– Как бы не так! Невместно мне, природному князю, под Линьком каким-то быть! А еще скажу: неприметлив ты, Дмитрий Иванович. Главного не углядел.
– Что?! – взревел грозный государь, однако Глеб был непуглив.
– Вон туда погляди. – Показал на Шельмину повозку. – Поди, поди. Браниться после будешь.
Яшка широким махом сдернул с бомбаст мешковину. Четыре чухи тускло заблестели железными боками.
– Пушки! – ахнул Дмитрий, да так к ним и кинулся. Стал похлопывать, оглаживать. – Да какие важные! Железные!
Загоревшимися глазами ожег Шельму:
– Ты кто? Пушкарь?
– Я самый и есть, твоя великокняжеская милость! – лихо рявкнул Яшка.
С большими государями надо держать себя просто и ясно. Говори, что они хотят услышать, не перечь и не болтай лишнего. Пушкарь так пушкарь. Нам-то что?
Глеб Ильич золотого правила не знал, встрял с объяснениями: это-де купец из Кафы, звать так-то, имущества не пожалел, чтоб за Русь-матушку постоять, но великий князь чепухи не услышал. Только имя.
– Что они могут, твои пушки, Яков? Далеко ль палят? Хороши ли в поле?
– Это не просто пушки, а бомбасты, самоновейший немецкий снаряд. Жахнет мелким каменьем – полк положит. Вдарит чугунным шаром – крепостную стену пробьет.
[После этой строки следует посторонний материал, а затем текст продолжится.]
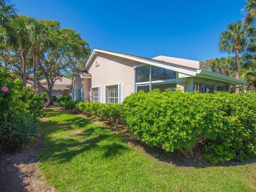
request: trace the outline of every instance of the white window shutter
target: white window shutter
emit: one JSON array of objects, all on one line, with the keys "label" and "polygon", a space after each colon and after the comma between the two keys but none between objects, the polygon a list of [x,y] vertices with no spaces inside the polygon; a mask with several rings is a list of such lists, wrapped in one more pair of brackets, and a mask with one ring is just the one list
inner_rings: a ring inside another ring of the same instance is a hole
[{"label": "white window shutter", "polygon": [[84,89],[83,88],[81,89],[81,100],[84,102]]},{"label": "white window shutter", "polygon": [[75,89],[74,89],[74,88],[72,89],[72,101],[75,100],[74,97],[75,96],[74,90],[75,90]]},{"label": "white window shutter", "polygon": [[124,101],[124,84],[121,84],[120,86],[120,103],[122,103]]},{"label": "white window shutter", "polygon": [[100,103],[102,102],[102,87],[101,86],[99,87],[99,102]]},{"label": "white window shutter", "polygon": [[104,89],[105,90],[105,98],[104,98],[104,103],[105,103],[105,104],[107,104],[107,98],[108,98],[108,93],[107,92],[107,86],[104,86]]},{"label": "white window shutter", "polygon": [[74,89],[74,101],[76,99],[76,88]]}]

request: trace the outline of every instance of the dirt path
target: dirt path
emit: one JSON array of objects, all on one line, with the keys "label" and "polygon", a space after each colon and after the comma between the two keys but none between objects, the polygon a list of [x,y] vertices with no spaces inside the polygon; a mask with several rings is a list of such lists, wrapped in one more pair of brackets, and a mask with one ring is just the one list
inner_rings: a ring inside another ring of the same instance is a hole
[{"label": "dirt path", "polygon": [[[84,117],[82,114],[76,115]],[[222,165],[214,165],[202,161],[202,157],[204,154],[199,151],[195,152],[195,159],[184,158],[178,154],[166,155],[163,150],[150,148],[138,141],[135,136],[122,126],[114,128],[96,118],[90,118],[95,123],[104,126],[120,135],[138,151],[148,154],[160,164],[190,168],[192,166],[206,168],[213,166],[233,166],[256,162],[256,158],[251,158],[243,162],[230,161]],[[29,149],[12,152],[8,150],[0,151],[0,192],[58,192],[53,186],[47,184],[38,170],[36,157],[38,156],[38,150],[42,147],[42,139],[40,138]]]},{"label": "dirt path", "polygon": [[0,192],[57,192],[44,180],[36,156],[42,139],[22,151],[0,152]]}]

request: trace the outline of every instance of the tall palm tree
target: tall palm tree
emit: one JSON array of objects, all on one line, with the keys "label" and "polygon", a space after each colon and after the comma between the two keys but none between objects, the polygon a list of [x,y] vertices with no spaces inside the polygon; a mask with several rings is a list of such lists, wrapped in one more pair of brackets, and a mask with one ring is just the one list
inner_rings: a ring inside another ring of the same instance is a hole
[{"label": "tall palm tree", "polygon": [[252,24],[256,18],[256,0],[248,0],[242,11],[244,14],[243,19],[244,23]]},{"label": "tall palm tree", "polygon": [[256,92],[256,68],[249,70],[245,74],[245,77],[248,88],[250,86],[253,86],[254,87],[254,92]]},{"label": "tall palm tree", "polygon": [[[255,40],[255,29],[250,25],[243,26],[238,21],[228,25],[227,30],[220,34],[219,39],[219,49],[221,52],[229,54],[235,53],[236,78],[239,78],[239,54],[245,51],[249,44]],[[239,88],[236,92],[239,92]]]},{"label": "tall palm tree", "polygon": [[6,44],[12,46],[14,50],[19,50],[21,53],[22,80],[25,86],[27,77],[27,56],[30,46],[26,19],[26,18],[24,16],[16,16],[10,23],[9,27],[6,28],[4,37]]},{"label": "tall palm tree", "polygon": [[34,18],[29,18],[27,22],[29,40],[33,52],[34,88],[36,90],[37,58],[38,52],[46,41],[49,28],[42,20],[37,20]]},{"label": "tall palm tree", "polygon": [[0,0],[0,25],[4,27],[16,14],[16,5],[8,3],[6,0]]}]

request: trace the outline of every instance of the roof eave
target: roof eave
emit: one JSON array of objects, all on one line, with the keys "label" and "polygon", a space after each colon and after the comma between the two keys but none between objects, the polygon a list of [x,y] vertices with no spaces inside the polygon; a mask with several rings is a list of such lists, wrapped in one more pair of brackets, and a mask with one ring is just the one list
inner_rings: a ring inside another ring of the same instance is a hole
[{"label": "roof eave", "polygon": [[224,80],[231,84],[234,85],[244,85],[247,82],[240,79],[236,79],[232,77],[229,77],[224,75],[222,75],[211,71],[208,71],[204,69],[198,69],[196,70],[197,76],[200,75],[206,75],[208,76]]}]

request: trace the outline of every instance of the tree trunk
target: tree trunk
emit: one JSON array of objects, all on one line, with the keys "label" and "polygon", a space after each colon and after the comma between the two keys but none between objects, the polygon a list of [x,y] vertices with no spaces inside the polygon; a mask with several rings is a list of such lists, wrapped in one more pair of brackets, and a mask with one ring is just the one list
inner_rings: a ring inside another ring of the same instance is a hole
[{"label": "tree trunk", "polygon": [[[236,78],[239,79],[239,52],[237,49],[235,49],[236,51]],[[236,89],[236,93],[239,92],[239,88]]]},{"label": "tree trunk", "polygon": [[49,94],[48,95],[48,106],[54,105],[52,98],[52,88],[48,87]]},{"label": "tree trunk", "polygon": [[34,54],[33,55],[33,70],[34,74],[34,89],[36,91],[37,91],[37,86],[36,83],[37,82],[36,79],[36,66],[37,62],[37,54],[38,51],[36,50],[34,51]]},{"label": "tree trunk", "polygon": [[22,52],[22,80],[24,84],[24,86],[27,86],[27,53]]}]

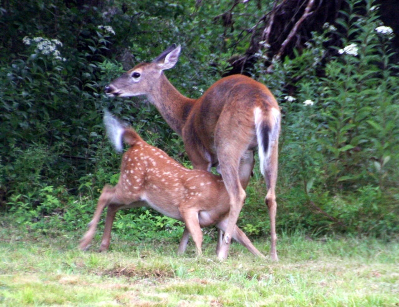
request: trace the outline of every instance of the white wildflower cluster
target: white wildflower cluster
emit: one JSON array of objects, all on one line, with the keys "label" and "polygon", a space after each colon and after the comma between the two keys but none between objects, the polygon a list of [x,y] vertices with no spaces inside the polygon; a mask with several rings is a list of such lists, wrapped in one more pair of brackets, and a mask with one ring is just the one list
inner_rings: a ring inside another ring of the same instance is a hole
[{"label": "white wildflower cluster", "polygon": [[352,43],[348,45],[343,49],[340,49],[338,50],[338,53],[340,54],[346,53],[350,55],[354,55],[356,56],[358,55],[358,45],[356,44]]},{"label": "white wildflower cluster", "polygon": [[381,26],[375,28],[377,33],[379,33],[383,35],[389,36],[393,33],[393,30],[391,27],[387,27],[385,26]]},{"label": "white wildflower cluster", "polygon": [[296,98],[292,96],[285,96],[284,97],[284,99],[286,100],[287,101],[292,102],[293,101],[295,101],[296,100]]},{"label": "white wildflower cluster", "polygon": [[337,28],[336,28],[335,26],[331,24],[329,24],[328,22],[326,22],[323,25],[323,28],[326,29],[331,32],[334,32],[337,31]]},{"label": "white wildflower cluster", "polygon": [[255,56],[260,59],[263,59],[265,60],[268,60],[269,57],[265,53],[265,52],[263,51],[263,50],[267,50],[270,48],[270,45],[266,43],[265,41],[261,41],[259,42],[259,50],[257,52],[255,53]]},{"label": "white wildflower cluster", "polygon": [[267,43],[266,41],[261,41],[259,42],[259,44],[265,49],[269,49],[270,48],[270,44]]},{"label": "white wildflower cluster", "polygon": [[307,100],[305,100],[303,102],[303,104],[305,106],[312,106],[314,104],[314,102],[313,101],[310,100],[310,99],[308,99]]},{"label": "white wildflower cluster", "polygon": [[113,35],[115,35],[115,31],[111,26],[99,26],[97,27],[98,29],[104,30],[105,31]]},{"label": "white wildflower cluster", "polygon": [[61,53],[57,49],[58,46],[62,47],[62,43],[58,39],[49,39],[40,36],[31,39],[25,36],[22,39],[25,45],[30,45],[35,44],[36,48],[35,51],[39,53],[46,55],[51,55],[56,60],[66,61],[67,59],[61,57]]}]

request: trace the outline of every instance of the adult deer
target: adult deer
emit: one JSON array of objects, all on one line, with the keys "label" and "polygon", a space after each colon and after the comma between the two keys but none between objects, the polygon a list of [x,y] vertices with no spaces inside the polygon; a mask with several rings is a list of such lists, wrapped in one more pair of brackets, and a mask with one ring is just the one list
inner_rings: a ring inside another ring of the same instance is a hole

Московский государь крякнул от удовольствия.
– Молодец, пушкарь. Ишь, хват какой!
А тарусского князя обнял, троекратно облобызал.
– Угодил ты мне, Глеб. Ох, угодил! Ни к кому тебя под начало не отдам. На походе встань сразу за моей дружиной. А в сражении назначу тебе самое лучшее место.
Услыхав это, Шельма сказал себе: нынче же ночью сбегу, никакой Сыч не удержит. Попасть на лучшее место в сражении с Ордой? Лучше сразу в могилу закопаться.
Лучшее место ныне могло быть только одно: подальше отсюда.
Не сбежал.
Великий князь приставил к пушкам и «пушкарю» для вящего сбережения сугубую охрану, десяток ближних дружинников. Не люди – псы цепные. По нужде и то одного не отпускали.